Had an Ibanez RG320FM, sold it and bought a Schecter Hellraiser C-1 FR, I have 2 Hellraisers now. The Ibanez neck is too thin for playing on the low E and A strings, expecially for me because I play in Drop B. Therefore I dont think a 8 string Ibanez would be very good. The Ibanezs are good for for playing high up on the fret board, around 15-24, my Schecters still kick ass with playing high up though. SCHECTER NECKS DEFFINETELY ARENT COMPARABLE TO GIBSONS.


----------



## Gregadethhh (Apr 17, 2012)

blutausnord777 said:


> Thanks for all the replies guys. I think Im leaning more towards the Ibanez mainly just because of I loved the feel and look of it. And for the Schecter, it would be a blind buy, so Im worried about that.
> 
> I dont know if anyone would know, but does anyone know if the lungdren m8's will fit in the RGA8?



Don't see why they won't but if you don't like the direct mount look I'd get some pickup rings


----------



## Brohoodofsteel75 (Apr 18, 2012)

blutausnord777 said:


> Thanks for all the replies guys. I think Im leaning more towards the Ibanez mainly just because of I loved the feel and look of it.

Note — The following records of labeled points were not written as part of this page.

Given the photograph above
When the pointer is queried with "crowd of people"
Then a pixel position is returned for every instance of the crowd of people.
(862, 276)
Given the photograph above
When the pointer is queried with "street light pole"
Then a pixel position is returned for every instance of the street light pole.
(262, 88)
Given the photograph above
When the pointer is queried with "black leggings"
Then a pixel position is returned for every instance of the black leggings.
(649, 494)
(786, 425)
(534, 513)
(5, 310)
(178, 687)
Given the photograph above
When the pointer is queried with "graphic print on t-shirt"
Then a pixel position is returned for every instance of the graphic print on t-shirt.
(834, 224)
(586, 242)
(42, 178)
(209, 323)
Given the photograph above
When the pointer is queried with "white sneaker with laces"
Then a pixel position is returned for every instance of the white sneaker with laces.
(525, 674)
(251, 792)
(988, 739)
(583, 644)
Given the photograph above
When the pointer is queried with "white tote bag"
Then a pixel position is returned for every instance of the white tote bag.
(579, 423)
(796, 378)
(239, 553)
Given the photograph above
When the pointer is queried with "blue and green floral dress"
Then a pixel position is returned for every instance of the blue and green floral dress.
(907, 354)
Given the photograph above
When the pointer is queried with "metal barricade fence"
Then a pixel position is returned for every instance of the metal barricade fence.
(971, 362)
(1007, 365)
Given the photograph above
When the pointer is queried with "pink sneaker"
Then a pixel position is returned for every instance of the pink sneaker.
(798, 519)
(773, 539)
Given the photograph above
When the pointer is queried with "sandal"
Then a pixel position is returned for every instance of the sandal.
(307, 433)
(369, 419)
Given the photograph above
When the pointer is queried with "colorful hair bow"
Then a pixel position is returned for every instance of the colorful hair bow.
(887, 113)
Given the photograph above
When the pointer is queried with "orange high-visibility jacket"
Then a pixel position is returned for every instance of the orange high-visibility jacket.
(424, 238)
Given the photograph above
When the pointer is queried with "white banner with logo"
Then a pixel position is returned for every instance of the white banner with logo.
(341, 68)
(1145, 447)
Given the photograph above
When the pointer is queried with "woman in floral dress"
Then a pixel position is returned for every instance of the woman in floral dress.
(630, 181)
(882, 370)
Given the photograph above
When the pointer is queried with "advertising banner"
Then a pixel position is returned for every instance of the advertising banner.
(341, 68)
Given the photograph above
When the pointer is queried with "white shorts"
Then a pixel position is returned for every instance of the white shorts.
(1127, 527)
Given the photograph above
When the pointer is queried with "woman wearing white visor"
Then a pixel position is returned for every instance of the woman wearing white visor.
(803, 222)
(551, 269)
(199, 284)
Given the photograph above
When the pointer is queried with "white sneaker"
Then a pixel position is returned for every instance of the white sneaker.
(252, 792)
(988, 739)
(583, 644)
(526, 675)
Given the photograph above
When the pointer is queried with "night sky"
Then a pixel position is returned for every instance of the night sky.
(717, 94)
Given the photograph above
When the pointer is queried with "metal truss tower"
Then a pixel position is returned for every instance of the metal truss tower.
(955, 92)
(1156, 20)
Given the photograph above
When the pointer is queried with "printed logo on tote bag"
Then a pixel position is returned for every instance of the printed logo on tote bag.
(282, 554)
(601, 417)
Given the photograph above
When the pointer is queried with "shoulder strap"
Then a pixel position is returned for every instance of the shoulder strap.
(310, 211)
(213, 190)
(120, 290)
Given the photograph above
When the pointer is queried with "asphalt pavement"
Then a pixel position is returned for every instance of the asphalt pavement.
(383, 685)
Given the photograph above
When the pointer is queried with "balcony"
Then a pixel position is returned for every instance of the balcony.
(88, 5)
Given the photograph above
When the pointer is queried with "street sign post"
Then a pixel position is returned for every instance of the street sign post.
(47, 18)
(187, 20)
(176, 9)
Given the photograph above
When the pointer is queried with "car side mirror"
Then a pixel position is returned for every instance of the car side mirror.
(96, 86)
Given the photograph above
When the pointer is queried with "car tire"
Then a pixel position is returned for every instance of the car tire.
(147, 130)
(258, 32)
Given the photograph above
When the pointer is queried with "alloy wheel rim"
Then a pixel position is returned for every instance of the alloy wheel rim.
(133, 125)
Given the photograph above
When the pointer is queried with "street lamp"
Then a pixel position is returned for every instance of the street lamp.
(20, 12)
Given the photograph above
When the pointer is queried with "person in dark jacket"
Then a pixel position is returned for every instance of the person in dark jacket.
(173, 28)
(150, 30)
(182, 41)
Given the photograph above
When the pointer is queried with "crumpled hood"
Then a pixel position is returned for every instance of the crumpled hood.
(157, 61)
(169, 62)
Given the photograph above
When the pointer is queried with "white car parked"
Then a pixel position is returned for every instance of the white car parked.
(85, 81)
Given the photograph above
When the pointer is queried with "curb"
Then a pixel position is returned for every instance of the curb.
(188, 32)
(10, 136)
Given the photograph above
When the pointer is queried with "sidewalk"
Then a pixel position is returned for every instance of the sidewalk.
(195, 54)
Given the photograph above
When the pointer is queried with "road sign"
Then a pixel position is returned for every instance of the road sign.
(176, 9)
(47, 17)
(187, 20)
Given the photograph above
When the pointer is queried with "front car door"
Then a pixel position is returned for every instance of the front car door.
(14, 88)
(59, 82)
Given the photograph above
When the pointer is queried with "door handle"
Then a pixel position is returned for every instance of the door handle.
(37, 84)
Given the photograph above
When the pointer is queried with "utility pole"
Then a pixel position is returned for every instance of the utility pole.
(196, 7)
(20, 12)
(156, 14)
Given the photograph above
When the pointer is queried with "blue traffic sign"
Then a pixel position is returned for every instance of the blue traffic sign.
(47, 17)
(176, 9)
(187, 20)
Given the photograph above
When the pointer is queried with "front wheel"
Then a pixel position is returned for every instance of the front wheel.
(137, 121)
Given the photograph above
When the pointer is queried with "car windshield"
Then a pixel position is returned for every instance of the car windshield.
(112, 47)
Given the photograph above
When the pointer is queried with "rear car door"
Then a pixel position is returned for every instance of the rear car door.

And for the Schecter, it would be a blind buy, so Im worried about that.
> 
> I dont know if anyone would know, but does anyone know if the lungdren m8's will fit in the RGA8?



They'll fit, but why lundgrens? You'll need pickup covers or rings. I like covers more.


----------



## Go To Bed Jessica (Apr 18, 2012)

Just bought a Schecter Hellraiser C-8 Special and the neck is pure joy to play. The EMG808s are a lot better than I expected (I have previously hated all active pickups I have tried) and the quality overall is higher than expected.

If you have a chance to play a Schecter or two before you make your purchase, I'd strongly encourage you to do so.


----------



## thetobarmethod (Apr 18, 2012)

Ive never played an Eight-String.....but i love Sevens, ima die hard Ibanez fan and i basically play their shit exclusively but have any of you thought about AFTER the RGA8's PU's have been switched? Like if it would be better than the Schecter?


----------



## blutausnord777 (Apr 18, 2012)

I CANT DECIDE! lol Now Im even looking at some 7 strings! ugh!


----------



## blutausnord777 (Apr 18, 2012)

Brohoodofsteel75 said:


> They'll fit, but why lundgrens? You'll need pickup covers or rings. I like covers more.


 

I just fell in love with the tone of those pickups. A friend of mine has lundgrens (not 8 string p/u) and they sound amazing. Im not opposed to active pickups, I just loved they way they sound. It sucks its about $400 for the pair.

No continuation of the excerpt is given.